I'm sure their other ones are good, too, but the blue one is the high-cca and it is the lightest (no air compressor)


----------



## Autoputzer (Mar 16, 2014)

My Chevy Cobalt and some heavy-duty Craftsman jumper cables. 

My F10 535i's battery was weak after 6.5 years, and caused the sunroof control software to hiccup, fortunately with the sunroof closed at the time. I usually keep my cars between ten and twelve years. So, I'm going to start replacing the BMW AGM batteries at six years to prevent dead or weak battery hassles.


----------



## Xcetera5 (Feb 26, 2019)

Noco Boost 45 (I think). has done multiple (more than 1/2dozen of Chrysle) 6cyl with dead battery. Charges of the Noco unit itself last months. I have even started a 24v twin battery bulldozer by connecting it to one battery in series. Have another Noco charger for float charging which I am very pleased with.


----------



## Tom M. (Dec 2, 2002)

My go to for testing these kinds of things is Project Farm on YouTube, here's one of Todd's tests. 




Highly recommended channel.


----------



## wilem (Feb 7, 2013)

Noco GB40. Jump started my 6.6 duramax diesel that wouldn’t even click. Als started my 02 Yukon with no battery in it!! Hard to beat this unit. I never would have thought it would crank the diesel. Let it sit overnight after buying two batteries and not yet installed them, again nothing, NOCO GB40 cranked it right up.
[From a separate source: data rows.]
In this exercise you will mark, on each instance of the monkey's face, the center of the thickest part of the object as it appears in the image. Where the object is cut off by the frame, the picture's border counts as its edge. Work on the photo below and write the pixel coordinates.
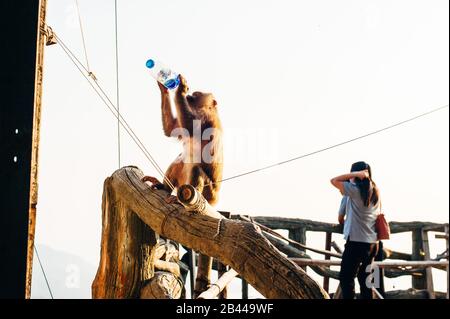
(200, 100)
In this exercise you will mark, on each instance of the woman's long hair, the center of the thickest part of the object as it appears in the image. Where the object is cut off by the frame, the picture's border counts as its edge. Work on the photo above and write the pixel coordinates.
(367, 187)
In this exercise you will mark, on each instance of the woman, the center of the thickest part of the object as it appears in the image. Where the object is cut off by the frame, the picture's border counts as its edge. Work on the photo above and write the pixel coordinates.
(360, 205)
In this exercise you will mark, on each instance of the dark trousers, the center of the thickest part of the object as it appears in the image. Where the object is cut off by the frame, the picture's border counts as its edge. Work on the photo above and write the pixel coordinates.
(355, 259)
Amazing.


----------



## DEADF15H (May 30, 2014)

Subbed, as I need to try another brand.


----------



## mwfugate (Jun 9, 2017)

JUMTOP N12 QDSP 2500A Peak 20800mAh Portable Car Jump Starter
73 bucks!
I have used it SO many times - starts my old MF 255 tractor and 1840 Skid steer without hesitation.
Built in light has come in handy as well.
Battery seems to last and last, I've only charged it because I didn't want to get caught low on juice.


----------



## Bergman (Mar 2, 2012)

I've been very happy with this one. Inexpensive, but well made. I wouldn't have considered one so inexpensive until the tow operator, who was not cheap, pulled out similar!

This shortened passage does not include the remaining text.